Guardian : The beguiling power of mystery that can make us forget a family's pain

Sunday, May 06, 2012

The beguiling power of mystery that can make us forget a family's pain/

Our desire for life to be dramatic can lead us to merge real-life stories such as the death of Gareth Williams into fiction

Henry Porter | The Observer | May 6, 2012

The obvious, though almost entirely forgotten, truth about the deaths of the SIS cryptanalyst Gareth Williams and the British businessman Neil Heywood is that they were loved by their families and friends and this grief is no less than any of us would suffer.

But this barely registers when the public scents a real-life thriller – the appetite for intrigue and mystery quickly trumps any respect for the bereaved as we marvel at the artfulness of fate. Either the news is becoming more like thrillers or thriller writers are people of exceptional prescience who have somehow fracked the drama out of modern times with new precision.

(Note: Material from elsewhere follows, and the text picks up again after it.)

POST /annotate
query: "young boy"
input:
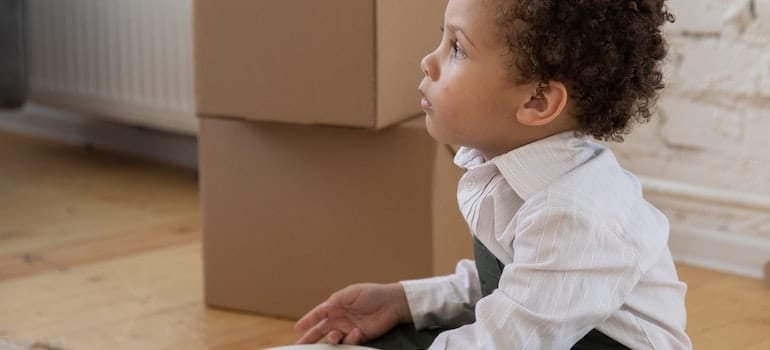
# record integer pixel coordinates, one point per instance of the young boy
(569, 255)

In the Williams and Heywood deaths, it's really striking how they comply with the laws of mystery writing and, without changing a single detail, these exact circumstances could easily have been written into serviceable fiction.

In the Heywood murder, we have a police chief who takes refuge in the American consulate after alleging the murder; Heywood's main patron, an ambitious Maoist governor, destined for the top; and his wife, who is alleged to have had an affair with Heywood and who is also known to have imported hot air balloons from Somerset, as a means to conceal the illegal transfer of cash from China.

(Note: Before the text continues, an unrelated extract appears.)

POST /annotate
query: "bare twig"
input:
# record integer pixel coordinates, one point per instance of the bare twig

Like the Williams case, where the brilliant young victim was found locked into a red holdall, it is all too bizarre, much richer and more extravagant than most mystery writers have the capacity to imagine. Yet conventions are respected. In both stories, there is an unexplained death of a man who is engaged on secret, or at least highly secretive, work and who expires out of context – the old Harrovian Heywood was in China and Williams was killed in an anonymous flat in London, away from his home patch of Cheltenham. We are struck by their isolation and the lonely terror of their final moments, though to dwell on this is far from entertaining.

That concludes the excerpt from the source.